# Rise in temperature after a collision

1. Mar 24, 2013

### runningninja

1. The problem statement, all variables and given/known data
"A body of mass m, moving with velocity v, collides with a body of mass 2m at rest, in a head-on collision. The coefficient of restitution is 1/3. If the 2m body has a specific heat c, and if it is assumed that the two bodies share the heat generated in the collision equally (not a very reasonable assumption), and that no heat is lost (a ridiculous assumption), how much does the temperature of the 2m body rise? (Keep fractions throughout in solution.)"
2. Relevant equations
$$\text{Coefficient of restitution}\ =~e~= \frac{v_{2F} - v_{1F}}{v_{1I} - v_{2I}}$$
$$p_I = p_F$$
$$\Delta K_2 = Q_2$$
3. The attempt at a solution
Since it is head on, this is a one dimensional problem, with $v_{2I} = 0$ and $v_{1I} = v$. I started off by resolving my momentum equation into
$$mv = -mv_{1F} + 2mv_{2F}$$
(1) $v_{1F} = 2v_{2f} - v$
I then set my restitution equation equal to 1/3 and substituted (1) in.
$$\frac{1}{3}\ = \frac{v_{2f} - 2v_{2f} + v}{v}$$

Which simplifies to

(2) $$v_{2F} = \frac{2v}{3}$$

I then expand my Q equation to

(3) $$\frac{1}{2}\ 2 m (v_{2f})^2 = 2 m c \Delta T$$

I then plug (2) into (3) and solve for $\Delta T$ :

$$\Delta T\ = \frac{2v^2}{9c}$$

However, the answer has a fraction of 2/27 rather than 2/9. I'm off by a factor of a third, and I don't know why.

Last edited: Mar 24, 2013
2. Mar 25, 2013

### voko

Why the minus sign?

3. Mar 25, 2013

### runningninja

Because it is a one dimensional collision.

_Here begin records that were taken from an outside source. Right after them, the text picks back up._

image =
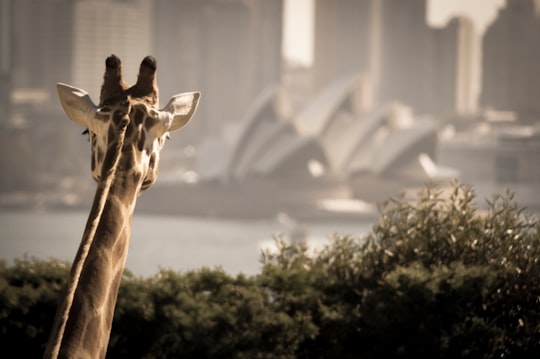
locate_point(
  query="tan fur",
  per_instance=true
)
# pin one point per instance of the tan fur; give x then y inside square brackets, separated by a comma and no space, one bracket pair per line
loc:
[125,156]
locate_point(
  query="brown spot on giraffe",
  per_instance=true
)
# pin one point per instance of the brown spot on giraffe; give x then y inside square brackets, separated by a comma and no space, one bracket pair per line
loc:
[127,132]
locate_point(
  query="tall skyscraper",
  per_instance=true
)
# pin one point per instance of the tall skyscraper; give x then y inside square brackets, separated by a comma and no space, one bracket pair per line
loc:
[344,37]
[511,60]
[230,50]
[38,48]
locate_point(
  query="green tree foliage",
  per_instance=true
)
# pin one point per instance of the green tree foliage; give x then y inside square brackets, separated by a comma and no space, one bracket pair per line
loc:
[436,277]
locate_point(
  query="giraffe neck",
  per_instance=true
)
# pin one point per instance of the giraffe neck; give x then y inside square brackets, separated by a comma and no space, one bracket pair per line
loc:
[84,318]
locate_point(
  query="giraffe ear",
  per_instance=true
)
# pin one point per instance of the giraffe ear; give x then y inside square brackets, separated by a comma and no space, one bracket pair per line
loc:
[181,108]
[77,104]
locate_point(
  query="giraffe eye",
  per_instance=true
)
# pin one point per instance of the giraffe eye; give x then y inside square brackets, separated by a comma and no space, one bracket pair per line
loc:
[104,109]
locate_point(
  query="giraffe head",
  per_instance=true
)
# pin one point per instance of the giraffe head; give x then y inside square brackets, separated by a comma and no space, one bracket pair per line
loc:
[127,130]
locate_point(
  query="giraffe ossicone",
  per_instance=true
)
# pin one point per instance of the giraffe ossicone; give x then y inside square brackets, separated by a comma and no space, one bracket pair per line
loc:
[127,132]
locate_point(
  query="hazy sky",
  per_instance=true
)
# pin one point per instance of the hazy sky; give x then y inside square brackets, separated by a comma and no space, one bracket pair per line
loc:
[298,43]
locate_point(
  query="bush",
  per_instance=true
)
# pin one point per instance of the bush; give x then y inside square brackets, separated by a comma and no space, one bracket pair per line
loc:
[435,277]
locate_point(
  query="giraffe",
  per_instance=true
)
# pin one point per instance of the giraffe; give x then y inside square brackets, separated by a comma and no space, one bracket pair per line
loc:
[127,132]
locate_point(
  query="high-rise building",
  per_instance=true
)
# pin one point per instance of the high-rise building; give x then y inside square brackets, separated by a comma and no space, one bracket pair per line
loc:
[404,56]
[230,50]
[453,70]
[39,47]
[511,60]
[344,39]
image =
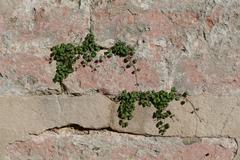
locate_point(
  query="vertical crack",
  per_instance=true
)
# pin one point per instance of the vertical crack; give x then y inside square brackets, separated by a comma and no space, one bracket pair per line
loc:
[236,153]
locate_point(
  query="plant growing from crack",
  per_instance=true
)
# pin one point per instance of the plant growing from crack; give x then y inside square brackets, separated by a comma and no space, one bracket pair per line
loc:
[159,100]
[66,56]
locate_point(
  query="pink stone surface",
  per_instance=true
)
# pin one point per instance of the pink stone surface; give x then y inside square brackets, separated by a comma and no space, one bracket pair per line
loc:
[115,146]
[192,45]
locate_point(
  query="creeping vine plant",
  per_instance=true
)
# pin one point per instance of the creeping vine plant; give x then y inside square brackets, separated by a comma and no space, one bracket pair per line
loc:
[66,56]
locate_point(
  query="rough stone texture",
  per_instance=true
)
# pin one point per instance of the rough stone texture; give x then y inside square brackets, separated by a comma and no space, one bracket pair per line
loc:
[28,29]
[21,116]
[183,43]
[217,116]
[65,144]
[190,44]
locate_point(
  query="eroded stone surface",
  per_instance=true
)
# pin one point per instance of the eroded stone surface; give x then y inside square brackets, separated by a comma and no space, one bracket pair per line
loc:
[102,145]
[217,116]
[28,29]
[21,116]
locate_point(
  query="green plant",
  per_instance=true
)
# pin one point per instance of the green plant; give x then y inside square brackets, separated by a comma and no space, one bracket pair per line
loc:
[159,100]
[66,56]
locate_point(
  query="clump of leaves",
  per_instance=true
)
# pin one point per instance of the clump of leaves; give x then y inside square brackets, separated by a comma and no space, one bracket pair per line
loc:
[159,100]
[66,56]
[127,52]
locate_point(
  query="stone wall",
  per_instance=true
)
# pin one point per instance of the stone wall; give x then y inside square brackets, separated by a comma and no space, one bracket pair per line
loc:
[190,44]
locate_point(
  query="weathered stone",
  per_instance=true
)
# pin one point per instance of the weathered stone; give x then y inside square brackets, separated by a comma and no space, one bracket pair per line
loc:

The first object has to bounce backwards because there is no other place for it to go. Even if I omit the minus sign, I get 8/81 for the fraction.

4. Mar 25, 2013

### voko

It does not have to go backward. It can continue forward at a reduced speed. You do not have to guess what is going to happen. Use the equations.

Then you must have made another error somewhere. Show your new derivation.